I think I had solved a similar issue a many months ago and I just briefly read through this thread and it seems to be a similar issue. I solved by adjusting based on the below:

			case ORDER_START_WIFI_SCAN:
				ESP_LOGD(TAG, "MESSAGE: ORDER_START_WIFI_SCAN");

				uxBits = xEventGroupGetBits(wifi_manager_event_group);
				// If WIFI_MANAGER_REQUEST_ORDER_CONNECT_STA_BIT is SET, do NOT start scanning function as this will cause problems connecting to the external AP
				if(!(uxBits & WIFI_MANAGER_REQUEST_ORDER_CONNECT_STA_BIT))
				{
					// if a scan is already in progress this message is ignored thanks to the WIFI_MANAGER_SCAN_BIT uxBit
					if(!(uxBits & WIFI_MANAGER_SCAN_BIT))
					{
						xEventGroupSetBits(wifi_manager_event_group, WIFI_MANAGER_SCAN_BIT);
						// Including esp_wifi_disconnect as per Espressif recommendation (solves another scanning issue)
						ESP_ERROR_CHECK(esp_wifi_disconnect());
						ESP_ERROR_CHECK(esp_wifi_scan_start(&scan_config, true));
					}
				}
				break;

There are two important bits there.

First: I added the "WIFI_MANAGER_REQUEST_ORDER_CONNECT_STA_BIT", which I set under the "ORDER_CONNECT_STA" case and clear under the "EVENT_STA_DISCONNECTED" case.

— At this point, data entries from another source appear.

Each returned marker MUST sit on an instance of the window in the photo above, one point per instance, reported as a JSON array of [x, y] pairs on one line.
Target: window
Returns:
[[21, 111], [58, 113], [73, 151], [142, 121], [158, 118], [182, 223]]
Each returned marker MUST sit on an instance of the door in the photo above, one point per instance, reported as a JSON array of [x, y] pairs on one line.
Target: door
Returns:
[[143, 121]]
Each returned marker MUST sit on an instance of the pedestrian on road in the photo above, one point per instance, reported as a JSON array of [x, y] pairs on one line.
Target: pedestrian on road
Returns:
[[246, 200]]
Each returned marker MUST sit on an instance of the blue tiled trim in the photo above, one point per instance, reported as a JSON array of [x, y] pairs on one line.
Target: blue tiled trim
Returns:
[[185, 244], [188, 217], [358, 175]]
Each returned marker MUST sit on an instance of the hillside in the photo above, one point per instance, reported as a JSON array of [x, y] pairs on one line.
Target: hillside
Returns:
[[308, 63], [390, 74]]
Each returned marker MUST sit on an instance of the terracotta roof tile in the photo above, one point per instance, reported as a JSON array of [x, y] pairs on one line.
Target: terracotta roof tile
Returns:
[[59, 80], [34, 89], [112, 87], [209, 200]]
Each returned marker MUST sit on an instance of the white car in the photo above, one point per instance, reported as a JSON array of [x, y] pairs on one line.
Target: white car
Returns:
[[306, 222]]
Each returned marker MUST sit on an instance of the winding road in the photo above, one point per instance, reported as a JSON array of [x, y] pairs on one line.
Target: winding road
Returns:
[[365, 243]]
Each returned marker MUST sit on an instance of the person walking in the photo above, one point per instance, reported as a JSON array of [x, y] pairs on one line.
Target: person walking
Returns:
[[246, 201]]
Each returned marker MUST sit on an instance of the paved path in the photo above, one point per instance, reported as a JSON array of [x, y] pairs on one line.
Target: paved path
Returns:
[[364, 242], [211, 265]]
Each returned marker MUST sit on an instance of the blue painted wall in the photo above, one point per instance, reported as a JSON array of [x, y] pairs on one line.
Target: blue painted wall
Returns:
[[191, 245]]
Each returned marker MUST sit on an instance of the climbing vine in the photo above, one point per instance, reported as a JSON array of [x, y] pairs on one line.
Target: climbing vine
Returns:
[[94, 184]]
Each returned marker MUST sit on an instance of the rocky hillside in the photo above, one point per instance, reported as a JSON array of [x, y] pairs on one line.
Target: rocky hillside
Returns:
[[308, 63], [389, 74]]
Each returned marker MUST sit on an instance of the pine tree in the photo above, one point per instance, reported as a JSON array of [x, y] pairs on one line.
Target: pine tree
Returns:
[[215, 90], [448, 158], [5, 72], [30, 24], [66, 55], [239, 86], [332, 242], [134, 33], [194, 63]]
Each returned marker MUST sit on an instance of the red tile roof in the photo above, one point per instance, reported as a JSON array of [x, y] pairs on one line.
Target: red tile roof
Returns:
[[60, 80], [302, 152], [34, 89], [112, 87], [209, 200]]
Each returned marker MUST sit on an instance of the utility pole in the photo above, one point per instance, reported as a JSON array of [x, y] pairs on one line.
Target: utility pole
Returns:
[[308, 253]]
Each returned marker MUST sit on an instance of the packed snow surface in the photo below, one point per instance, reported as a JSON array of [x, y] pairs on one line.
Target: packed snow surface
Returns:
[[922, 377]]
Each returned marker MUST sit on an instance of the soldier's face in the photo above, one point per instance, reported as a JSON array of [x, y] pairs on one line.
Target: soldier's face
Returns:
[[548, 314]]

Second: I added ESP_ERROR_CHECK(esp_wifi_disconnect()); as per an Espressif recommendation I found somewhere (I can't remember where, it's been a very long time since solving this).

I hope that relates to your issue and helps out - if not, my mistake!

kevinudemy avatar Aug 08 '21 19:08 kevinudemy

Tried the above changes and the wifi_manager reliability has improved alot. The only issue I get is errno 23. This persists for about 60 seconds then all is okay once errno 113 happens. I think old sockets are not being closed when the wifi disconnects. It takes time for the system to close unused sockets which is the reason for the delay.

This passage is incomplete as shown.